Après une série de jeux basés sur la saga des Aventures de l'oncle Ernest, vous enchaînez avec le jeu culte In Memoriam sorti en 2003 sur PC et MAC. Avec ce titre, vous avez su apporter une véritable innovation en termes de gameplay avec un système d'enquête révolutionnaire, jouable en étant connecté à divers sites internet et messageries mail. Comment est née cette idée ?
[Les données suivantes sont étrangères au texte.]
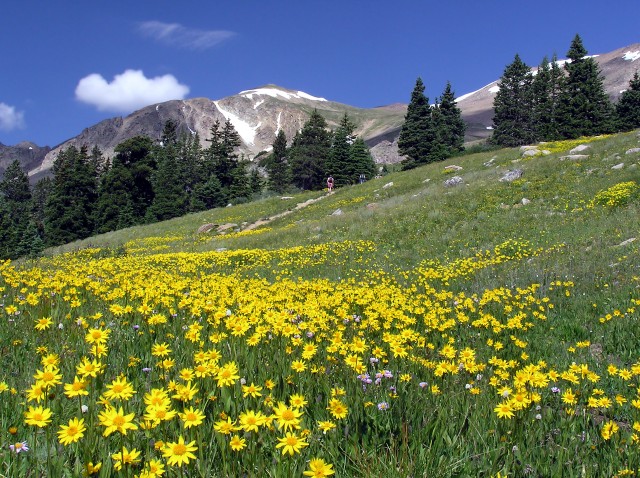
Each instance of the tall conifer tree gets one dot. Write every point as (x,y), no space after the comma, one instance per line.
(69,208)
(339,164)
(279,171)
(584,108)
(628,106)
(513,106)
(308,153)
(450,127)
(415,141)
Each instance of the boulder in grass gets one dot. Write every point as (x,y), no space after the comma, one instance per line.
(452,167)
(512,175)
(206,228)
(454,181)
(580,148)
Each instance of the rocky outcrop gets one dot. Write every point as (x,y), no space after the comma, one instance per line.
(29,155)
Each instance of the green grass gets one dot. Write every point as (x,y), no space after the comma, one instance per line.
(550,285)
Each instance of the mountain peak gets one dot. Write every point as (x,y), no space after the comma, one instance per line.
(275,91)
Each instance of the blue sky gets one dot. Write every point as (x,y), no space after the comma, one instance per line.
(67,65)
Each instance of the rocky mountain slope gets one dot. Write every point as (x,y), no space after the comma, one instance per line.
(617,67)
(258,115)
(29,154)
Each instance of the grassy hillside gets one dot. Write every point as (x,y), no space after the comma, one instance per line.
(395,328)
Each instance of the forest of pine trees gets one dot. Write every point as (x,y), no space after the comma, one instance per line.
(430,133)
(148,181)
(560,103)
Elle est venue d’une expérience que j’ai moi-même vécue au début d’Internet, vers la fin des années 1990. Après avoir reçu par courrier le CV d’un graphiste, j’ai voulu faire quelques recherches le concernant sur Internet. En tapant son nom sur différents moteurs de recherche, je suis tombé sur un homonyme qui avait une vie assez mystérieuse. Pendant plus d’une heure, je me suis mis dans la peau d’un détective ou d’un hacker. A cette époque, les sites n’étaient pas aussi bien protégés qu’ils le sont aujourd’hui. Je me suis dit que cette expérience, intégrée à un véritable scénario, pourrait intéresser pas mal de gens. J’ai imaginé alors un disque dur, ayant appartenu à un tueur en série, que la police nous confierait pour y trouver des indices. Les joueurs devaient enquêter sur Internet à partir de ces indices. Puis j’ai eu l’idée d’intégrer le tueur à l’histoire et qu’il soit lui-même le créateur du jeu, afin de renforcer l’immersion et le suspens.
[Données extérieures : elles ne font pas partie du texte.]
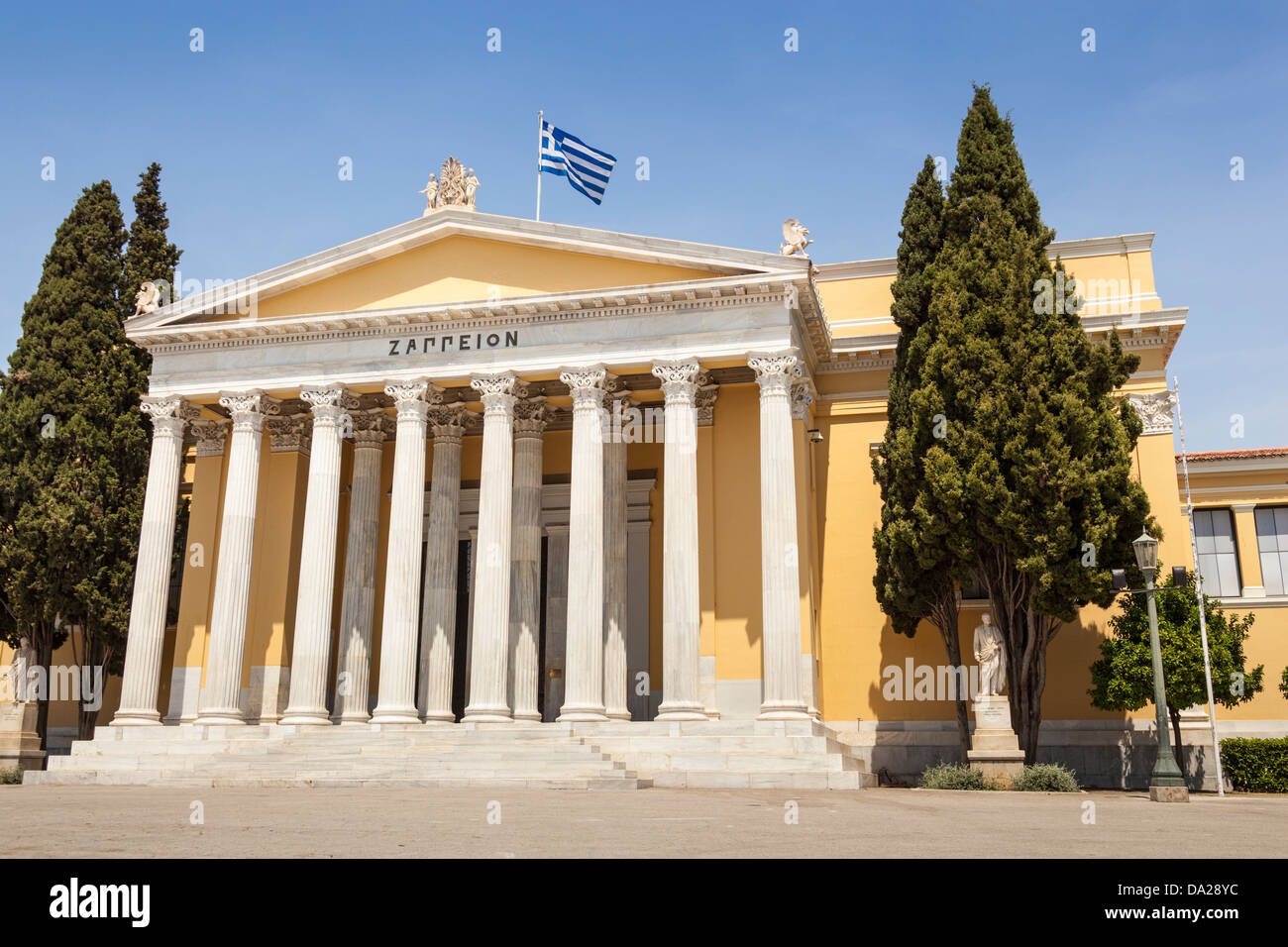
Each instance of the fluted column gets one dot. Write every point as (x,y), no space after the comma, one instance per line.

Le grand pari était d’inciter les joueurs à « sortir » littéralement du jeu pour aller enquêter sur le net, sur des sites créés pour l’occasion ou sur de vrais sites partenaires (comme le journal Libération). C’est tout Internet qui devenait ainsi l’espace du jeu, créant un effet de réalité assez vertigineux à l’époque d’autant qu’on recevait, en parallèle, des emails et sms accentuant la confusion entre fiction et réalité.

Vous avez également travaillé sur Expérience 112 sorti en 2007, puis sur Alt-Minds paru en 2012. Quels projets êtes-vous en train de développer actuellement ?

Depuis plusieurs années, j’ai développé ce type de concept mais davantage dans le domaine du tourisme et de la culture que pour l’industrie du jeu vidéo. Depuis 3 ans, je supervise par exemple un énorme dispositif transmédia contenant un jeu pour le département de l’Aude. Il sortira cet été. Depuis quelques mois, je travaille également avec une jeune auteure sur un concept bimédia (livre avec réalité augmentée associé à un jeu) sur le thème du harcèlement scolaire. Son côté réaliste et très immersif pourra rappeler certains de mes jeux précédents. J’ai également d’autres projets mais dans le domaine du documentaire.

Incontournable dans le jeu vidéo ou la littérature, l’interactivité a fait son apparition dans un épisode d’une série diffusée via un service de streaming (Black Mirror, disponible sur Netflix). Que pensez-vous de cette initiative ?

Ayant travaillé moi-même il y a 4 ans sur un court métrage interactif, pour les salles, intitulé Pilule Alpha (présenté au Festival de Cannes en 2016), j’ai pu me rendre compte combien il était compliqué d’écrire ce genre de scénario interactif. Contrairement à un jeu, un film raconte d’abord une histoire. Chaque embranchement doit donc avoir un intérêt pour le spectateur. J’ai trouvé le pari de cette série assez réussi et certaines astuces plutôt malignes. Mais en tant que concepteur, on voit vite les ficelles et les boucles qui font que certains choix sont des impasses.

Quels conseils pourriez-vous donner à un jeune créateur ?

Lorsque je donne des conférences dans les écoles de jeux vidéo, j’ai tendance à dire aux jeunes game designers de ne pas rester enfermés dans l’industrie du jeu vidéo qui est devenue globalement assez conservatrice. En revanche, le jeu vidéo et ses concepts influencent désormais le cinéma, les séries et de nombreux autres domaines tels que la publicité, la communication digitale, l’éducation, le tourisme… Sans parler de PokemonGo, véritable phénomène planétaire avec près d’un milliard de téléchargements, on voit apparaître énormément d’expériences interactives : des escape games, des parcs d’aventures immersives, des nouvelles formes de spectacles interactifs utilisant la réalité virtuelle ou la réalité augmentée... Le récit interactif et le jeu envahissent l’espace réel. Je suis au final assez fier d’avoir été l’un des pionniers de cette tendance de fond.